# Money and maths – making learning easy

Three fun and interactive money lessons you can enjoy with your kids, even if maths is not their favourite subject.

Maths is one of those subjects that kids either love or hate. For some, maths comes naturally, but for others, success takes work. Even if your child doesn’t enjoy or excel in mathematics, there are steps you can take to ensure their financial literacy develops strongly with fun money lessons.

Here are some of the different activities that I used with my children to try to help make learning about money fun.

1. Divide and conquer

Getting to grips with the idea of monetary value and the different denominations of bank notes is a financial lesson you can gently introduce once your child knows how to count. Sit down with your child and show them two items of varying values – for example, a toy car and a bag of lollies. Supply them with different numbers of \$1 and \$2 coins, and \$5, \$10 and \$20 notes, and make sure the total amount of money covers the cost of both items. Challenge them to divide the money into two parts – one part for each item – ensuring that each of the totals could buy them the allocated item.

2. Go shopping

Once they were around the age of five, I found giving my children fun shopping responsibilities was a great way to improve their financial education. It’s an interactive way to practise addition whilst sticking to a budget that they helped create.

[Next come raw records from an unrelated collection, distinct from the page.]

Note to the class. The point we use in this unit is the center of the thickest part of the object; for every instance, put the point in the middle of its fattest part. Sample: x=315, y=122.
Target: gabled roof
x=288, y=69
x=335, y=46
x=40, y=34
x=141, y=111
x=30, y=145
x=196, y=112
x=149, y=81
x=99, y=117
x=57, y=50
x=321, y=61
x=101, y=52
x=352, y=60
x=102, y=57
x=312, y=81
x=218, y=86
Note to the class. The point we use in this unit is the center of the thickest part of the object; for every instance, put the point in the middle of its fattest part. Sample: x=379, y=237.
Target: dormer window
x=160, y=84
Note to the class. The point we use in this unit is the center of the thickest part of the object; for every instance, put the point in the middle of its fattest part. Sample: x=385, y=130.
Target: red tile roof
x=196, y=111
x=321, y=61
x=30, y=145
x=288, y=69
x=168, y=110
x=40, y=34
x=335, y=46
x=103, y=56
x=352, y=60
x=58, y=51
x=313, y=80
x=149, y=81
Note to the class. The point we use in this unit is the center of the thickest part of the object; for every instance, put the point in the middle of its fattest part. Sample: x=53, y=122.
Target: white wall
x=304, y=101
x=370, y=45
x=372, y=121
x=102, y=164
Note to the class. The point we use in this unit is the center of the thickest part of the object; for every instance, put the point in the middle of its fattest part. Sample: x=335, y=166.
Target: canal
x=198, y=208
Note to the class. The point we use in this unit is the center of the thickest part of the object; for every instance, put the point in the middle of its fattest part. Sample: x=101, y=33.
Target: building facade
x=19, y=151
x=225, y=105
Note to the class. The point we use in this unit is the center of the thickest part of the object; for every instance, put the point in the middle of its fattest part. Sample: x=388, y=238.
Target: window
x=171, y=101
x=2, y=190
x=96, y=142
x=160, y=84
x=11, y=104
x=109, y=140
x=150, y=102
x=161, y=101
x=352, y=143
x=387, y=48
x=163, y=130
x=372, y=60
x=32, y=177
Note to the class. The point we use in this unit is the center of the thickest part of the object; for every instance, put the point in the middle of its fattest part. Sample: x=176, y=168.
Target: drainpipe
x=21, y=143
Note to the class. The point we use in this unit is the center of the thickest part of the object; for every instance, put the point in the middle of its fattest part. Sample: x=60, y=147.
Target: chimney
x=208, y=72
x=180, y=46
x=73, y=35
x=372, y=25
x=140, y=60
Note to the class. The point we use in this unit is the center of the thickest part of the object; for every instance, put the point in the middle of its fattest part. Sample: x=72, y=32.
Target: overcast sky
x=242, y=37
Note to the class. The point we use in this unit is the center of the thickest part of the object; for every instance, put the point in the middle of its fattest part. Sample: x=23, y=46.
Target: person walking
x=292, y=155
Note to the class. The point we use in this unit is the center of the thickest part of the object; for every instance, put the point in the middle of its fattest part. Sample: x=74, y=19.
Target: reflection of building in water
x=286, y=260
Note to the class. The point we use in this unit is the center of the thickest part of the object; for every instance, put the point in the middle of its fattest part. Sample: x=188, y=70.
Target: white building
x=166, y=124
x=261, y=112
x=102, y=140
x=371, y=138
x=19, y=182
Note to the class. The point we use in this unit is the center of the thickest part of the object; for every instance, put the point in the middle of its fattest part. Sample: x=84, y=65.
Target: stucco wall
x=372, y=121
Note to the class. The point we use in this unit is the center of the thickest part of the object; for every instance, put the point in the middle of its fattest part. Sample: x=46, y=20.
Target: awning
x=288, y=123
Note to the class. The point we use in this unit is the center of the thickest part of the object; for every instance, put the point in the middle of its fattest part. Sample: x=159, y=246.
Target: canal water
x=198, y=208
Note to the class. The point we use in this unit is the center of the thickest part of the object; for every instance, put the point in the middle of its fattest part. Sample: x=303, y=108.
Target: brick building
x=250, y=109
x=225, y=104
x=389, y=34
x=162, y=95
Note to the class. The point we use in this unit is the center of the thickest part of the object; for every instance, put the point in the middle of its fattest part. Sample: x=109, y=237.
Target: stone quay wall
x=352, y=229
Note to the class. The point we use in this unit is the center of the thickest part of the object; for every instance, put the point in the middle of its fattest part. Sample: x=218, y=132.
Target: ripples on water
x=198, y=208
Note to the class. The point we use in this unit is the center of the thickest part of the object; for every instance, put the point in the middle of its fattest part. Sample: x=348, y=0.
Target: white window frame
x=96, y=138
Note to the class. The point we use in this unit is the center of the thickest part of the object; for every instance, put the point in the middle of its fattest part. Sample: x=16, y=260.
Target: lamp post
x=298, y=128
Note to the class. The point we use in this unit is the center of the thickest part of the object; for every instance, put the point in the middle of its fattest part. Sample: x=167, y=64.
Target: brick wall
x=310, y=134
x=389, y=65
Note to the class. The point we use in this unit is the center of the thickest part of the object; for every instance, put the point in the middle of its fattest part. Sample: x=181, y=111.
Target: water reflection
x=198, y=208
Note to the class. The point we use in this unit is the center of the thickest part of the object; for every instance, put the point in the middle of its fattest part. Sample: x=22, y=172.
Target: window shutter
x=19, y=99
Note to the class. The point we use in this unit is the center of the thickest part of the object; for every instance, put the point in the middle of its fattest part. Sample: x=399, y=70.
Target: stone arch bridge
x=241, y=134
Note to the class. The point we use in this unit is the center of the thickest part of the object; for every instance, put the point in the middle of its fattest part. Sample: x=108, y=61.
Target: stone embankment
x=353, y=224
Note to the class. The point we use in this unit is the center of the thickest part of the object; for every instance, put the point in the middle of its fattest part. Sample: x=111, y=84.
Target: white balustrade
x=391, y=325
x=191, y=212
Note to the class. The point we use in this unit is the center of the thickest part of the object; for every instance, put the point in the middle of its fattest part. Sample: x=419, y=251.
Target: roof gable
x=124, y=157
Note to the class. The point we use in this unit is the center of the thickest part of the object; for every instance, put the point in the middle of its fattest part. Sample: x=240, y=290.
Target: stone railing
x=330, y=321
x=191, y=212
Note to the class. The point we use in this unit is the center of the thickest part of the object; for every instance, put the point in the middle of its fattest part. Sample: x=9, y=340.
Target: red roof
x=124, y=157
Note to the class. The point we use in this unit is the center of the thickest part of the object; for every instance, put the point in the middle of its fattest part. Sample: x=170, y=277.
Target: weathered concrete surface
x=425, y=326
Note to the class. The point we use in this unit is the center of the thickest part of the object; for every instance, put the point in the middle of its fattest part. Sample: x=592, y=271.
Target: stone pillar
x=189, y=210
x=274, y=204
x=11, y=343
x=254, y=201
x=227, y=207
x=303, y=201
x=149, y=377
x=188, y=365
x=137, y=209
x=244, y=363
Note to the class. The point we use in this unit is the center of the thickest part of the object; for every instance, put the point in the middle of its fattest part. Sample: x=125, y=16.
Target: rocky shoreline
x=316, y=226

Give it a try by cutting out some pictures of your child’s favourite foods – these can be pictures from magazines or ones you’ve found online. Use a marker pen to write an estimated dollar value on each of the items. Tell them to imagine they are going to the shops and give them a budget. Then, get them to glue the items they can afford onto a sheet of paper.

3. Count the coins

Learning how to add coins can be tricky for any child, and particularly children who aren’t confident in mathematics. Create a pile of coins, with as much variety in the denominations as possible. First, get your child to sort the coins into \$2, \$1, 50c, 20c, 10c and 5c piles. Then, challenge them to make a dollar in as many different combinations of coins as they can think of. For extra motivation, tell them if they can come up with more than three they can spend those three dollars on a treat.